Infine il Dm 20 febbraio 2015 ha semplificato le modalità di rimborso prevedendo in particolare che vi possano accedere anche i contribuenti ad inizio attività, non vi siano più i limiti minimi di 10.000 euro e 3.000 euro rispettivamente per i rimborsi annuali e trimestrali, né vi sia il limite di importo chiesto a rimborso non inferiore al 10% del totale dell’Iva detratta sugli acquisti.
Criticità
Nonostante chiarimenti e semplificazioni non possono essere taciute le criticità che accompagnano questa disposizione.
Infatti lo split payment genera sulle imprese fornitrici della pubblica amministrazione una fisiologica situazione di credito Iva. Sebbene esse siano state ammesse fra i destinatari dei rimborsi in via prioritaria, è diffusa la preoccupazione che i rimborsi si faranno attendere. Ciò determinerà la necessità di finanziare questi crediti, in un contesto in cui il ricorso al credito bancario non è così agevole e dovendosi sostenere, in ogni caso, i costi degli oneri finanziari.

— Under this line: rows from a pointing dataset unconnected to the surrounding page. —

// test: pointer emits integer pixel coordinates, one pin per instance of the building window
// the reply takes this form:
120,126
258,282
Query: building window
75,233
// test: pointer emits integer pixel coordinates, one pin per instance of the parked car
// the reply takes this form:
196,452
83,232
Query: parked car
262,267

Onde evitare che nell’erogazione dei rimborsi dei crediti Iva si ritorni indietro alla situazione di difficoltà che le imprese hanno vissuto negli anni 2011/2012, prima che l’agenzia delle Entrate diramasse le opportune direttive agli uffici ed elaborasse le nuove procedure di lavorazione delle pratiche, andrebbe innalzato il limite annuo delle compensazioni effettuate mediante F24, attualmente pari a soli 700 mila euro. Non si può fare a meno di segnalare, infatti, che è stato proprio l’innalzamento da 516.456,90 euro a 700 mila euro uno dei fattori che ha garantito, nello scorso anno, la regolarizzazione dei rimborsi: innalzare questa soglia ad almeno 1 milione di euro ridurrebbe i rischi di ritardo che lo split payment, ma anche l’estensione del reverse charge, oggi minacciano.
Complessivamente, le criticità del nuovo regime – attualmente introdotto soltanto in Italia fra i Paesi Ue – sembrano non giustificare le finalità antievasive per cui esso è stato introdotto.